Over the fifteen years of its existence, the 1978 RSFSR constitution underwent radical transformation that concerned not just individual provisions but the document’s very essence. Beginning in the second half of the 1980s, the constitution reflected a gradual renunciation of building communism, the leading role of the Communist Party and the Soviet system. At the same time, it began to give greater priority to human rights, private property and the principle of division of powers. In 1991, the post of President was introduced in Russia. The Declaration of Human Rights and Civil Liberties in the Russian Federation, adopted on November 22, 1991, was incorporated into the constitution. New opportunities arose to freely create political parties and public organisations and all this had a significant impact on the country’s political life.

The Russian Constitution of 1993

With the collapse of the Soviet Union it became clear that Russia would need a new constitution free from the layers of the past. Work on a new constitution began at the beginning of the 1990s amidst broad public discussion and resulted in several different drafts being prepared. The main ones  were the draft constitution drawn up by the Russian Supreme Soviet’s Constitutional Commission and the draft prepared by the Constitutional Conference convoked by decision of the President. The Constitutional Conference’s draft reflected many of the provisions in the Constitutional Commission’s draft and was adopted as the basis for further work to draw up a final draft constitution. The Russian regions, deputies, specialists and working groups were all involved in this process. The result was a draft constitution submitted by the President to the nation in a referendum.

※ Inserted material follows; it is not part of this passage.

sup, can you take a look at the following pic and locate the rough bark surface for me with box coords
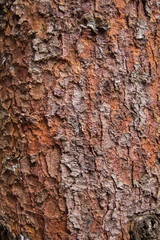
[0,0,160,239]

The referendum was held on the basis of the Provision for a Referendum on the Draft Constitution of the Russian Federation. 

A total of 58,187,755 voters, or 54.8 percent of the registered voters, took part in the referendum on the new draft constitution on December 12, 1993. Of this total, 32,937,30 voters, or 58.4 percent of those who took part in the referendum, voted in favour of the draft constitution and it was adopted. It officially came into force on December 25, 1993, at the moment of its official publication.

The 1993 constitution considerably changed the way the state power system is organised and made a lot of progress toward improving Russia’s federal structure. For the first time in Russia’s history, the constitution’s provisions have direct application. This means that any person can defend their rights based on the constitution’s provisions, and when examining cases and settling disputes, the courts and other state bodies must base themselves above all on the constitution’s provisions. The constitution represents the highest law in the country and so all other laws must conform to its provisions. This is achieved in particular through a system of judicial constitutional control.

Unlike in the past, the 1993 constitution does not proclaim a predetermined unified economic system based on state ownership, but gives equal protection to all forms of ownership and guarantees the freedom and development of civil society.

The Constitution forms the country’s legal foundation, proclaims the President of the Russian Federation the head of state and lays upon him the responsibility for defending the Constitution, human rights and civil liberties, safeguarding Russia’s sovereignty, independence and territorial integrity, and ensuring the coordinated functioning and cooperation of the state bodies of power.